Evaluation is carried out within 1 week after each course of chemotherapy up to 10 months, evaluated after each course of induction of remission and consolidation of remission.

Change of the level of endothelin-1, which goes beyond the reference values, in relation to the values obtained before the start of chemotherapy treatment.

Evaluation is carried out within 1 week after each course of chemotherapy up to 10 months, evaluated after each course of induction of remission and consolidation of remission.

Inclusion Criteria: patients with acute myeloid leukemia receiving anthracycline-containing polychemotherapy regimens aged 18 to 65 years, without clinical signs of heart failure, with an LV ejection fraction of more than 50% before starting chemotherapy; availability of informed consent of the patient to participate in the study.
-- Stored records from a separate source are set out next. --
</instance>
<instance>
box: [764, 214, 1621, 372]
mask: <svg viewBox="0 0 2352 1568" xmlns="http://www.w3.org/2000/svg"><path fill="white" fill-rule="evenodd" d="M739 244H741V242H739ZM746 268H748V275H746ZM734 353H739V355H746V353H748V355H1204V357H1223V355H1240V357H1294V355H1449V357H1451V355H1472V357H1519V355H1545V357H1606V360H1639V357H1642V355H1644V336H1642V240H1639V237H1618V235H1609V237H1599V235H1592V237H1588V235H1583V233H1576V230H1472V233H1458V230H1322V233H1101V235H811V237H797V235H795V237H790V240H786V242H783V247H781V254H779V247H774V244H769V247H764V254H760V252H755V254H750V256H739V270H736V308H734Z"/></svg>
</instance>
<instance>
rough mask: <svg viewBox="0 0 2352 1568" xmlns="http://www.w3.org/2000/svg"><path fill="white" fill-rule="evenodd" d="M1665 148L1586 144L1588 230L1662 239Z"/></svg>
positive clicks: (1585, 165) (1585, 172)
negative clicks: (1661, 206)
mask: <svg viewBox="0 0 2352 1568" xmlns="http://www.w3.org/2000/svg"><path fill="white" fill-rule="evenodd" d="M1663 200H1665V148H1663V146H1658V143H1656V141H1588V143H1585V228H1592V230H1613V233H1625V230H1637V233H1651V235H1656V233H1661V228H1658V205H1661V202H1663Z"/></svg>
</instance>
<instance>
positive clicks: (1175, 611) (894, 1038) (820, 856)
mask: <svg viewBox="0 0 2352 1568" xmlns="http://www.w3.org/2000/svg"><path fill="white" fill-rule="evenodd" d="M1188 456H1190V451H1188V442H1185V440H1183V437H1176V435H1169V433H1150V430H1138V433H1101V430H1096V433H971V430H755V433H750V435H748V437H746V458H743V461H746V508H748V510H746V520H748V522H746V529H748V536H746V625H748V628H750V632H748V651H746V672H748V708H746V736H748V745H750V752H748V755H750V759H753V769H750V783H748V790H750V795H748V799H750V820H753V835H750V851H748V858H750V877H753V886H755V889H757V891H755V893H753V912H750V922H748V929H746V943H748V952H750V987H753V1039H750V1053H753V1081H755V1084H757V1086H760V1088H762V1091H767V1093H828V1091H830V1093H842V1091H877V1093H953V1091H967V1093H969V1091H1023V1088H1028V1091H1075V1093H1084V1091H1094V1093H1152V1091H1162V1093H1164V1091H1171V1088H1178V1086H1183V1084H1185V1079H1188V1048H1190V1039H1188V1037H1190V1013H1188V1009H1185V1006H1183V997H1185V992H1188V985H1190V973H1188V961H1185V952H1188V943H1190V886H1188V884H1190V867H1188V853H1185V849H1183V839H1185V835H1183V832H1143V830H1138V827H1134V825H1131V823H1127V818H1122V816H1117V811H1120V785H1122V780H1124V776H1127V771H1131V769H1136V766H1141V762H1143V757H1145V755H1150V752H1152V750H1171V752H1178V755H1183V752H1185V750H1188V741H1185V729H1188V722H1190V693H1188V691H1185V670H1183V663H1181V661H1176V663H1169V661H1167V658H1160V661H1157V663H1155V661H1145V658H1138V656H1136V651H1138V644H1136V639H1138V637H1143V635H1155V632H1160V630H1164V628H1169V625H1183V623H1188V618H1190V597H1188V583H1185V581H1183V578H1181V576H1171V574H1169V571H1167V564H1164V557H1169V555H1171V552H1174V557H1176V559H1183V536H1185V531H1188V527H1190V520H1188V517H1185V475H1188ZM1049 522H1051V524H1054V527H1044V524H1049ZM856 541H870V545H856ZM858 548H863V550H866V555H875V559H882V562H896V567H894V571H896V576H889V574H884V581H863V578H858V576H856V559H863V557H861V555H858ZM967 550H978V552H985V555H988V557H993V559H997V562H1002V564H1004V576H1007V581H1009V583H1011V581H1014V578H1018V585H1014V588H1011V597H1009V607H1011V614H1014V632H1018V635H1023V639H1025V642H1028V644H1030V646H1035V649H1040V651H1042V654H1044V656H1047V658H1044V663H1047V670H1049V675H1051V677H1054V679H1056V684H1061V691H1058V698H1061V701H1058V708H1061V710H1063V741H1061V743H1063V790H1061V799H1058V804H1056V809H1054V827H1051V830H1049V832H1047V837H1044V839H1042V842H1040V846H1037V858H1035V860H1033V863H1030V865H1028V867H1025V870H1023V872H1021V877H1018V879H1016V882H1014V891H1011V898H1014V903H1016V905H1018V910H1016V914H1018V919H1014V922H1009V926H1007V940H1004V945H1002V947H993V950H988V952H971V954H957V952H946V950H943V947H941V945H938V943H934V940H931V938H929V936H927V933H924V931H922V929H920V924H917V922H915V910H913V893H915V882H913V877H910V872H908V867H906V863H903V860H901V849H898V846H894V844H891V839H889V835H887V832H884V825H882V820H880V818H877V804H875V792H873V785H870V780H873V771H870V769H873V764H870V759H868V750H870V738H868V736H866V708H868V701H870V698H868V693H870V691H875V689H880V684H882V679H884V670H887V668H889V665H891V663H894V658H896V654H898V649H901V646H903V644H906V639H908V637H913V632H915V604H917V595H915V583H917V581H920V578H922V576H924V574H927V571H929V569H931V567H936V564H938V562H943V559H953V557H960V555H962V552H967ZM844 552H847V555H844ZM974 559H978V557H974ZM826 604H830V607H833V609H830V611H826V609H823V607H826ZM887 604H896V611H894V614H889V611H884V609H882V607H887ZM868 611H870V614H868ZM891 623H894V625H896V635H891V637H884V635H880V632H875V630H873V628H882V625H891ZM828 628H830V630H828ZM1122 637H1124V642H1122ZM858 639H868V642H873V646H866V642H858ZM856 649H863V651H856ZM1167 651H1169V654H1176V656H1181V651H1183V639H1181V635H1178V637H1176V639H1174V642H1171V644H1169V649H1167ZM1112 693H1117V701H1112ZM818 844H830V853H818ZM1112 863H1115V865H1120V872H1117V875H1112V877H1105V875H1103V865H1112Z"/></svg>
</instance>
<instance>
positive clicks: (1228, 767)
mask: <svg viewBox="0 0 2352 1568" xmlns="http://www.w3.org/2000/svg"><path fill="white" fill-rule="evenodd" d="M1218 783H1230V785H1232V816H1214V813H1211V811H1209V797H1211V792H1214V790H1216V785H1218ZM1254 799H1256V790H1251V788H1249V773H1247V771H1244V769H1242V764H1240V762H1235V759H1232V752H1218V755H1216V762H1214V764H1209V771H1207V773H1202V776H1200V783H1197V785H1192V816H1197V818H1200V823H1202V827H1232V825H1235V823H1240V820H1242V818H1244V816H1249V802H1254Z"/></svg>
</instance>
Exclusion Criteria: acute violation of cerebral circulation in history; a history of myocardial infarction; the presence of diabetes mellitus type I and II; the presence of chronic kidney disease C1-C5 stages; the presence of stable angina III-IV functional classes; the presence of unstable angina pectoris; the presence of atrial fibrillation and flutter; the presence of arterial hypertension of 2-3 degrees; the presence of other oncological diseases; inflammatory diseases in the acute stage; diseases of the thyroid gland; therapy with any monoclonal antibodies in history; a positive test for the presence of HIV and hepatitis B and C; alcoholism, drug addiction; the presence of neuroleukemia, extramedullary foci of leukemia; refusal of the patient to be examined. the emergence of life-threatening situations during the study; development in patients of diseases related to the non-inclusion criteria; refusal of the patient to further examination.